Twenty five years ago he adopted a little town: not a fast-paced, frantically climbing, up-and coming- trend chasing city suburb, nor yet an angst-ridden, point-to prove, news-engendering "huddle of outcasts" kind of settlement. No. It was a sleepy town of modest, well-tended houses and people who hid from the news by doing good deeds and living normal, and--for the most part--sane lives.
There was one main street in the town, a couple of shops, a cafe, a shoebox post office hardly big enough to wrap a package in, and a long, stuccoed, vintage-windowed building with a bench outside; it looked like just the place to get some presses rolling and start a newspaper-- a grand newspaper, a "County Enterprise".
So Res moved into the community, set up a photography business and a newspaper, sampled the ethnic delicacies offered by the local cafe--borscht, verenika and schnetke--and made a point of getting to know everybody in town. Surely there were stories here!
What to write...
Not many murders on main street. No protests or petitions in the nursing home. Not any drive-by shootings in the local high school or the parochial academy dorms--not even an embezzlement scandal in the town office, or a traffic jam within the two mile circumference of city streets...
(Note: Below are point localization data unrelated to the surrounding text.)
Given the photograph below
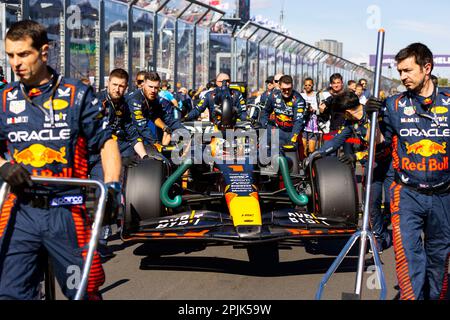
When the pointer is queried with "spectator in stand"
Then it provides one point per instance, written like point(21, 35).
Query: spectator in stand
point(262, 99)
point(311, 131)
point(331, 111)
point(359, 92)
point(3, 82)
point(351, 85)
point(366, 91)
point(140, 79)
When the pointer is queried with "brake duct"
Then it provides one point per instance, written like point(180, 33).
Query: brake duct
point(298, 199)
point(164, 195)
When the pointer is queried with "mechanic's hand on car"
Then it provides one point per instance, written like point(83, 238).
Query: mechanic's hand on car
point(309, 159)
point(167, 130)
point(289, 147)
point(348, 159)
point(373, 105)
point(113, 203)
point(15, 175)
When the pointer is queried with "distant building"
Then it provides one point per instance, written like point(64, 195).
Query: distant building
point(331, 46)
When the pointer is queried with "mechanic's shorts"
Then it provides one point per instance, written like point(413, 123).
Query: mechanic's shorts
point(310, 136)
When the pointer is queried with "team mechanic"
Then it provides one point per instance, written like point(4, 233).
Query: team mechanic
point(145, 106)
point(50, 124)
point(209, 101)
point(357, 124)
point(118, 116)
point(417, 124)
point(285, 110)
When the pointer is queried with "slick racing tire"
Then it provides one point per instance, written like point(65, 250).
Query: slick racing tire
point(293, 162)
point(334, 190)
point(265, 255)
point(142, 188)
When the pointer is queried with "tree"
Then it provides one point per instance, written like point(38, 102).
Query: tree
point(443, 82)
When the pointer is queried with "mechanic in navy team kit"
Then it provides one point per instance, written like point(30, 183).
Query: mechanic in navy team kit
point(118, 116)
point(416, 122)
point(208, 102)
point(50, 124)
point(284, 110)
point(145, 106)
point(357, 124)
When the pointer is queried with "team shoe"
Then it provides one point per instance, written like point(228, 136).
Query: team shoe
point(105, 252)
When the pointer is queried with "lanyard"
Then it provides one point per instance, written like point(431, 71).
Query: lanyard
point(433, 118)
point(51, 116)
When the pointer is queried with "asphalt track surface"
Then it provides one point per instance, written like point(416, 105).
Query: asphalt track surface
point(188, 271)
point(137, 272)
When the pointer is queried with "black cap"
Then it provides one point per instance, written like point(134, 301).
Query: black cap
point(270, 79)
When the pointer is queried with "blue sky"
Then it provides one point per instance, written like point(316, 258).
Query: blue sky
point(348, 21)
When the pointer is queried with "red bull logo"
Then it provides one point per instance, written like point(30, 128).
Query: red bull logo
point(284, 120)
point(433, 165)
point(439, 110)
point(426, 148)
point(58, 104)
point(38, 156)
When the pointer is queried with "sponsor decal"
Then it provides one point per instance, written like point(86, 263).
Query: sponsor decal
point(439, 110)
point(17, 120)
point(58, 104)
point(43, 135)
point(58, 117)
point(12, 95)
point(64, 93)
point(38, 156)
point(409, 120)
point(426, 148)
point(192, 220)
point(402, 104)
point(303, 218)
point(17, 107)
point(35, 92)
point(425, 166)
point(430, 133)
point(67, 201)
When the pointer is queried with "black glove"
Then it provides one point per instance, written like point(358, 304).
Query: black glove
point(348, 159)
point(373, 105)
point(113, 202)
point(167, 130)
point(309, 160)
point(289, 147)
point(15, 175)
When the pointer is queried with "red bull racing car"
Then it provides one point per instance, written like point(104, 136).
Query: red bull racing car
point(253, 205)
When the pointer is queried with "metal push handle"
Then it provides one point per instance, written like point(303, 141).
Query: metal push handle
point(96, 227)
point(365, 233)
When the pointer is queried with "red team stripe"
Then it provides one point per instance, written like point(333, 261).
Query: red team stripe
point(6, 212)
point(445, 283)
point(402, 268)
point(5, 92)
point(97, 275)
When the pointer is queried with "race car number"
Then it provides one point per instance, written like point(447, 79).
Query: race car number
point(185, 220)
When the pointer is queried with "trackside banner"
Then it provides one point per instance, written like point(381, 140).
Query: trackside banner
point(440, 60)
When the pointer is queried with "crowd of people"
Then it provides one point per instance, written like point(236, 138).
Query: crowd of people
point(55, 126)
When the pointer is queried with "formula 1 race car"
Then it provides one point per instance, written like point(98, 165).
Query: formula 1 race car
point(253, 205)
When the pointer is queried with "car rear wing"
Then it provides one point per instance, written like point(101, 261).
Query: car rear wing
point(96, 226)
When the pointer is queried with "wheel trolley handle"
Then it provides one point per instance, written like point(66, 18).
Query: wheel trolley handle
point(96, 227)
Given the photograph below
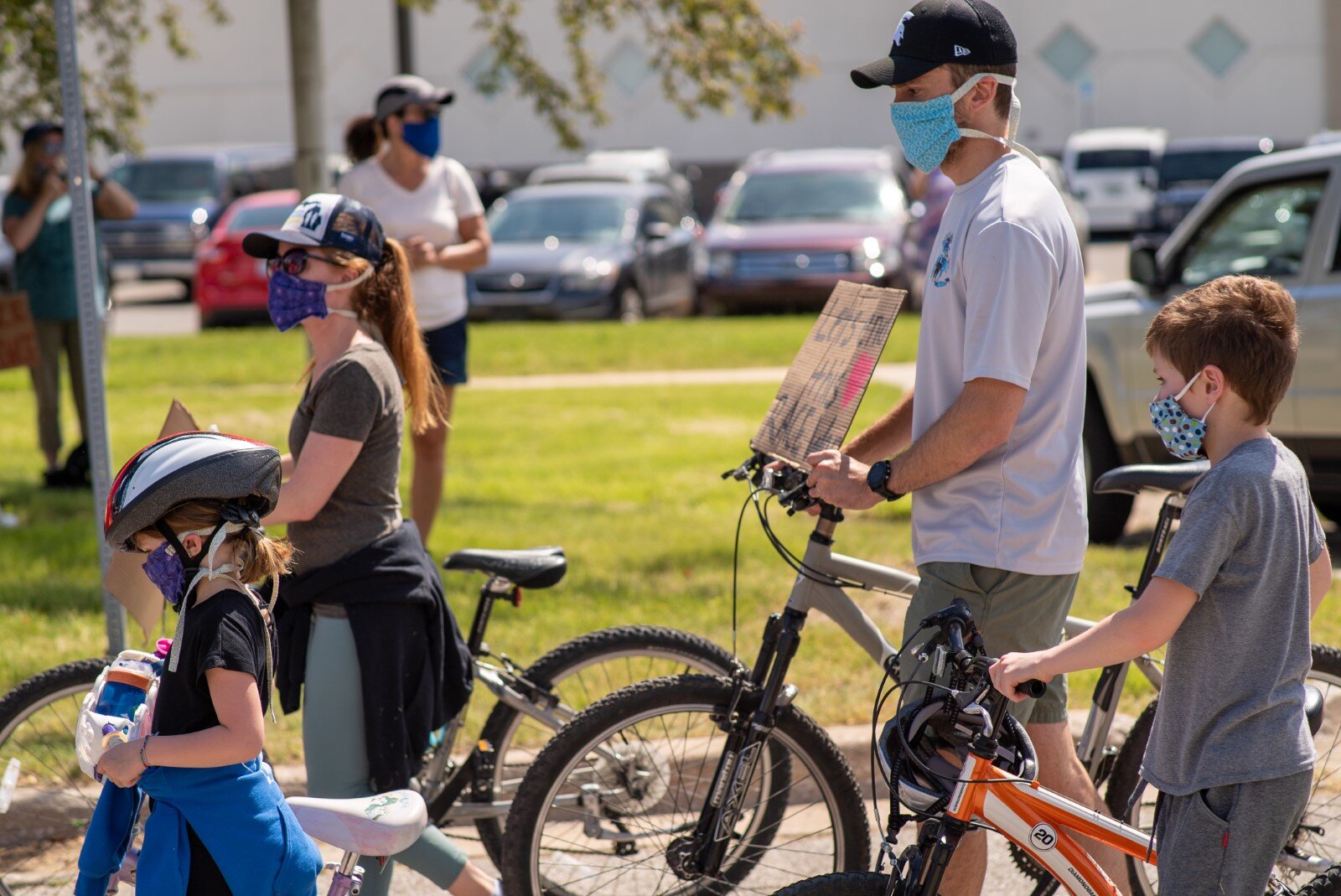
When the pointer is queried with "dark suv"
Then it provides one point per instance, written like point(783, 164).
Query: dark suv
point(181, 192)
point(790, 225)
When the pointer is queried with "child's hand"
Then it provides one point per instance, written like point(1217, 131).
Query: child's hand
point(121, 764)
point(1014, 668)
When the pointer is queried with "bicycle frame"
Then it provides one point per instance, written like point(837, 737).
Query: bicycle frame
point(1034, 818)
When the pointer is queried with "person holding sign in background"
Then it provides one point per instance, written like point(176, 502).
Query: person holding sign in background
point(992, 446)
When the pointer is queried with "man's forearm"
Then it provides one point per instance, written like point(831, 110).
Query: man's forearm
point(887, 436)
There were only churches, small schools, a nursing home, a
creek that filled with frogs and turtles in the spring (if the rains
came), an occasional tornado north of town, and miles and miles of wheat fields which suspended the town in
space and kept it adrift in a bubble, isolated, if you will, from the chaos of frenetic living. And there
were people--chuckling, cheering, crying, bumbling, brilliant, bellowing people--five hundred of them!
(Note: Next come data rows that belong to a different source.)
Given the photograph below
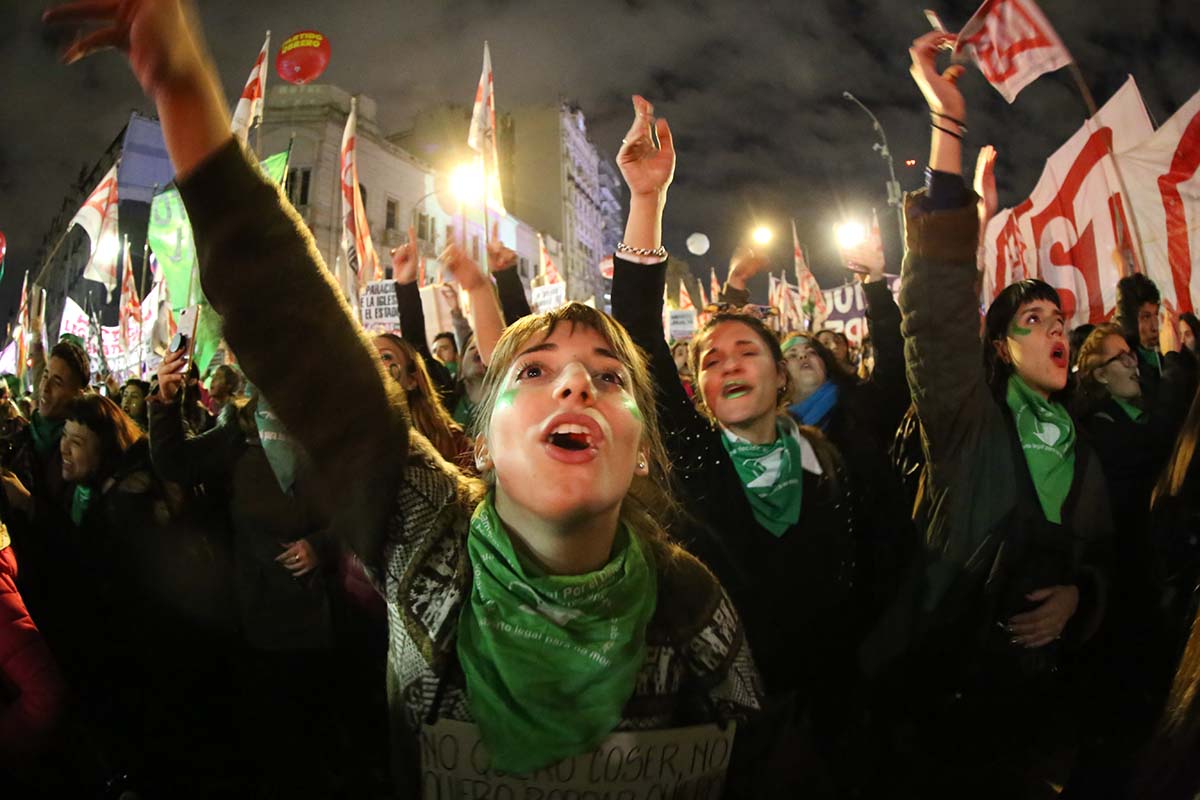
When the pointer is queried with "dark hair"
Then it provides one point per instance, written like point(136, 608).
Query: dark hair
point(114, 428)
point(76, 359)
point(1000, 317)
point(761, 330)
point(1133, 292)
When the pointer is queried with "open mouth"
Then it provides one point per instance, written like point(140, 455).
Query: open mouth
point(570, 437)
point(732, 390)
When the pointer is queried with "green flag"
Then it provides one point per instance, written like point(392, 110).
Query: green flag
point(174, 248)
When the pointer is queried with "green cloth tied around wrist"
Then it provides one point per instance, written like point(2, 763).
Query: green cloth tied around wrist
point(772, 475)
point(550, 661)
point(1048, 439)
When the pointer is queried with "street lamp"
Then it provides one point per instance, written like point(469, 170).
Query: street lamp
point(895, 197)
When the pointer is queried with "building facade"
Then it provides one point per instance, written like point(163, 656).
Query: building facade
point(400, 188)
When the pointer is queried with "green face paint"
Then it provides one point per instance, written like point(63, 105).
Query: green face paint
point(505, 400)
point(631, 404)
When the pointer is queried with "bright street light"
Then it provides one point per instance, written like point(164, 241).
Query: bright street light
point(467, 182)
point(850, 234)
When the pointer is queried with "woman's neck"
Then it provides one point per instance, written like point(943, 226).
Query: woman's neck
point(574, 546)
point(759, 431)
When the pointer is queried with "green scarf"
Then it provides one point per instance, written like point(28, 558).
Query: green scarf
point(46, 433)
point(1150, 355)
point(79, 503)
point(550, 661)
point(1048, 438)
point(1135, 414)
point(772, 476)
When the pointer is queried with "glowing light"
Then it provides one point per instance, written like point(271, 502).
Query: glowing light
point(108, 248)
point(850, 234)
point(467, 182)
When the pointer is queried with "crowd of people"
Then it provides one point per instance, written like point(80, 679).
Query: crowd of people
point(963, 564)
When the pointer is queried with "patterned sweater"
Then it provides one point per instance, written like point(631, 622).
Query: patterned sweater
point(397, 503)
So Res joined the volunteer firefighters and took pictures of the people--people and events and people at events--and if the events weren't immediately forthcoming, he organized events: turtle catching contests, Easter egg hunts in the park and Easter children's parades through the retirement village, Memorial Day celebrations with high school trumpeters blaring taps into the spring sky, trunk or treat gatherings in October, quartet singings in the summer and fire-fighter appreciations in the fall. He attended all the school activities and made front page heroes of everybody in town. Parents loved him; seniors filled their scrapbooks with pictures and articles he had written about them. Distant grandparents were subscribed to his weekly paper, just so they could keep up with their grandchildren and laugh at his witty jokes. Weaving local names into his "tall tales" column, he endeared himself to the community.
Years passed. The town shrank. Stores closed, and the paper finally stopped printing, but Res remained. He took on the job of town clerk., became a county organizer, and took pictures of graduations and bingo nights at the nursing home. He refused payment for this service, waving it away with, "No, I enjoy taking pictures." He posted them on facebook and encouraged the county to take all they wanted. They were printed and shared widely as almost a thousand friends regularly scanned his page for pictures of themselves and their family members.
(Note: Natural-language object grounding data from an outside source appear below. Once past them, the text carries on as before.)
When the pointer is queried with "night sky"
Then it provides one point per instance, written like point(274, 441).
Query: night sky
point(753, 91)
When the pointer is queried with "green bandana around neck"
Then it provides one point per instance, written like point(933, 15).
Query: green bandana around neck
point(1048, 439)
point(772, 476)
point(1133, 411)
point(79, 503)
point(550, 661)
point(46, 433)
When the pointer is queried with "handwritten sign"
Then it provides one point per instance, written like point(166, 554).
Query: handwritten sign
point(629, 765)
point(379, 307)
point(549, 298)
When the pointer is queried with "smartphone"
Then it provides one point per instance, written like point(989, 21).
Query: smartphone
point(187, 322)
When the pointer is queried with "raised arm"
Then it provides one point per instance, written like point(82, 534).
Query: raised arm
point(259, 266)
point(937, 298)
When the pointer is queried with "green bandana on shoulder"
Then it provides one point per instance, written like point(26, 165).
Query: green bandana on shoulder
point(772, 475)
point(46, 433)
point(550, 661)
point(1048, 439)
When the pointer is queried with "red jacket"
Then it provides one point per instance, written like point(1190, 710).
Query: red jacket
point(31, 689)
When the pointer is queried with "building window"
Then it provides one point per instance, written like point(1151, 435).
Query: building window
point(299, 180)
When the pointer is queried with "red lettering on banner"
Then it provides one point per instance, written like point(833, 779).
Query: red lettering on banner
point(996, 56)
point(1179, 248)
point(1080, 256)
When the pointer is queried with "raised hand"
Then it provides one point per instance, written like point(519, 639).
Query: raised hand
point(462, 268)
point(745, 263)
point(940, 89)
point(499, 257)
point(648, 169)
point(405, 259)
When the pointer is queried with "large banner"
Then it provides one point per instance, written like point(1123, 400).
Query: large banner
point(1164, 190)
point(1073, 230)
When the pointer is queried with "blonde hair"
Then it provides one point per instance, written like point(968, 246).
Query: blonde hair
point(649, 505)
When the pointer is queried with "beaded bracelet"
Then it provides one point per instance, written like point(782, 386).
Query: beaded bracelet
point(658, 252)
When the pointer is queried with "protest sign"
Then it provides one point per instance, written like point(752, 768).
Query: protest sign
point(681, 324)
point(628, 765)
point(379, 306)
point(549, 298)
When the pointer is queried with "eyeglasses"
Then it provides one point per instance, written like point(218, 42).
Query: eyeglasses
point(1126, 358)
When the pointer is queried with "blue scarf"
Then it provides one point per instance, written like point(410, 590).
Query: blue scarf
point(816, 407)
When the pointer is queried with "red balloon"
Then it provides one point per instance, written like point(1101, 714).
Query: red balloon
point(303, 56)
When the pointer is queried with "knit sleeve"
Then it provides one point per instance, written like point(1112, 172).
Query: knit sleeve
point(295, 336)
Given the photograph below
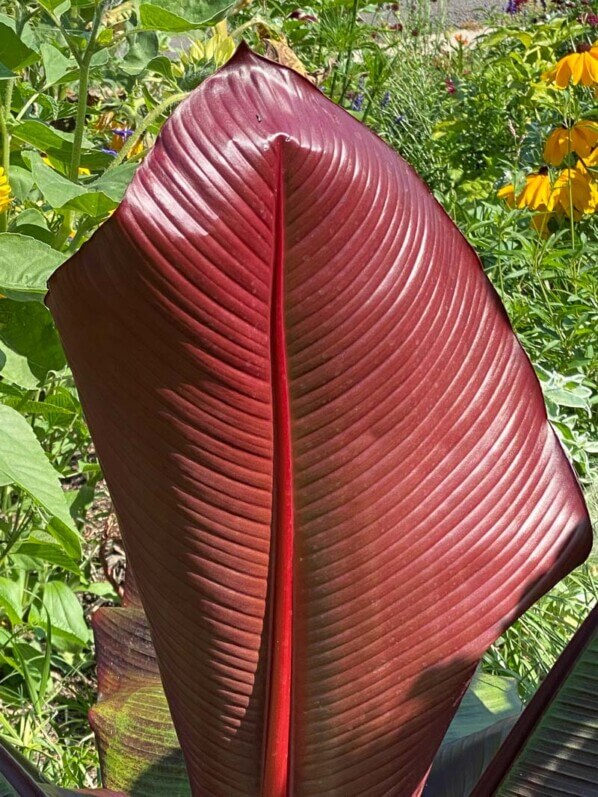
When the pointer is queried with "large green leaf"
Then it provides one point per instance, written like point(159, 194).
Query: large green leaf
point(115, 182)
point(14, 53)
point(26, 265)
point(62, 193)
point(30, 341)
point(553, 749)
point(56, 65)
point(489, 699)
point(144, 46)
point(10, 599)
point(24, 463)
point(69, 628)
point(47, 139)
point(485, 716)
point(178, 16)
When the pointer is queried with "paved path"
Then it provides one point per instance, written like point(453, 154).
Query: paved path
point(460, 11)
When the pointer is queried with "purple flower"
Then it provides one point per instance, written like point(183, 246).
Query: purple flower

Then, last week, very suddenly and unexpectedly, Res died, sitting in the town office, surrounded with town memorabilia. Outside, on the sidewalk bench, schoolkids sat and visited with the town youth pastor. Not many people noticed anything wrong until the ambulance wailed and his firefighter friends came racing down main street.
Friday night at the football field, there was an empty circle, honoring the spot where the town photographer used to stand. People searched their files for pictures of Res, but those were sparse, because, of course, he had always been at the other end of the lens.
Yesterday at his funeral there was an unusual slide show...not pictures of Res himself, but pictures he had taken.--state basketball triumphs, church pie auctions, museum days, and T-ball games. Res had never married, but his sisters and brothers were there, nephews, nieces, cousins--they filled about four pews. The rest of the church was filled with friends: County leaders and fire-fighters, an entire section of school kids in their royal blue shirts, an entire town, stricken silent-- realizing as they saw their own happy faces over and over, that this man was someone who loved them...and that he had given them a gift they would never be able to repay.